After an extended executive-session briefing and hour-plus amendment debate, the House Civil Rights and Judiciary Committee on Feb. 24 voted to report Engrossed Substitute Senate Bill 59 25 out of committee with a 'do pass as amended' recommendation by a roll call of 7 ayes, 5 nays and 1 excused.
Staff described a large amendment package that members considered one-by-one. Key amendments adopted or considered included provisions requiring the attorney general to meet and confer and give a right to cure before issuing a CID (moved but not adopted); raising the standard for issuance to clear-and-convincing evidence (moved but not adopted); requiring written, personal AG approval of each CID (moved but not adopted); prohibiting the AG's criminal-justice division from issuing CIDs (adopted); limiting CID use against federal agencies (moved but not adopted); prohibiting sharing CID materials with law-enforcement agencies for criminal investigations (moved but not adopted); fee-shifting for successful CID challenges (moved but not adopted); and an amendment authorizing county prosecutors to issue CIDs to investigate the AG (adopted).

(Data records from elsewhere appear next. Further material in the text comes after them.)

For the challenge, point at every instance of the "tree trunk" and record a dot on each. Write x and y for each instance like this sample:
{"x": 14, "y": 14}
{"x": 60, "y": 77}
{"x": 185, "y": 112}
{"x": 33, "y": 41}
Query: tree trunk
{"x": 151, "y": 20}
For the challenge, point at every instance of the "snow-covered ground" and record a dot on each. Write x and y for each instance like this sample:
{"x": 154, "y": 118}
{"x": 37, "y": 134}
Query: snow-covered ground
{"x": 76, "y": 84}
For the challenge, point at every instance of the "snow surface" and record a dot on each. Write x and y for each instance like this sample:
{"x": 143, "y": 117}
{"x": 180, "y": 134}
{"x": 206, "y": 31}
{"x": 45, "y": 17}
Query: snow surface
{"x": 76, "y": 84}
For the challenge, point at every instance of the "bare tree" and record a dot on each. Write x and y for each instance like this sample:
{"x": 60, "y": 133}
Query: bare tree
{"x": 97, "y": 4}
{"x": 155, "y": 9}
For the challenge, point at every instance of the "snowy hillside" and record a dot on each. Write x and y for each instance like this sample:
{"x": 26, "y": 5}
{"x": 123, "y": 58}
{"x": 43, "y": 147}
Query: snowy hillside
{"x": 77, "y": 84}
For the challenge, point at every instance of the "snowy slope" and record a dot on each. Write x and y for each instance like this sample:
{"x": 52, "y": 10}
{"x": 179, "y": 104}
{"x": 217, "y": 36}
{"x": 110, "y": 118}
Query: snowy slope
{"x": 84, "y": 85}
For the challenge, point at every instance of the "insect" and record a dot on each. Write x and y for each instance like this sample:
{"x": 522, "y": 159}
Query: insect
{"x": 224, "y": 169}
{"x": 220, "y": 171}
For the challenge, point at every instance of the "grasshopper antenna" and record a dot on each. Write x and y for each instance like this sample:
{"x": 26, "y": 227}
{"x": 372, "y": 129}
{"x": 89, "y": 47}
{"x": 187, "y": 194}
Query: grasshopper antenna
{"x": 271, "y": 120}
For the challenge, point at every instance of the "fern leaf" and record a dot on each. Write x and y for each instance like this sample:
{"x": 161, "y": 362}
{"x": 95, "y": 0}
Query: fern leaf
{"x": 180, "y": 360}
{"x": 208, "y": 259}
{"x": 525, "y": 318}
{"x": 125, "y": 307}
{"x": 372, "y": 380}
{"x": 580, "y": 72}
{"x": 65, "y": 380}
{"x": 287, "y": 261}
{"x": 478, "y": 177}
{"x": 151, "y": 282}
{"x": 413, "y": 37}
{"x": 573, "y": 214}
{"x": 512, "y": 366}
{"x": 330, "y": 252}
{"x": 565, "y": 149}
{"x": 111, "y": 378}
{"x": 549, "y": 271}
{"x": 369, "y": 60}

Representative Walsh and others framed adopted amendments as necessary transparency and checks—calling for reporting, clearer standards and division safeguards. Opponents, including Representative Farber and others, argued the bill is intended as a civil investigative tool to root out violations of state constitutional and statutory rights (including labor and consumer protections), and urged keeping the issuance threshold workable so the AG can act as an effective civil-enforcement actor.
Several members warned of separation-of-powers and potential weaponization because the bill allows an executive office to issue broad investigatory demands without immediate judicial oversight; some proposed a 'striking amendment' to require judicial review by appointment of a special inquiry judge prior to issuance, but that approach failed. Representative Abel and other members repeatedly urged limiting unintended legal and fiscal consequences, while Representative Walsh led several accountability-focused amendment efforts.
After final consideration, the staff-called roll showed the bill reported out by a 7–5–1 margin. The committee’s debate and the number of narrowly decided amendment votes indicate the measure will face robust scrutiny on the House floor.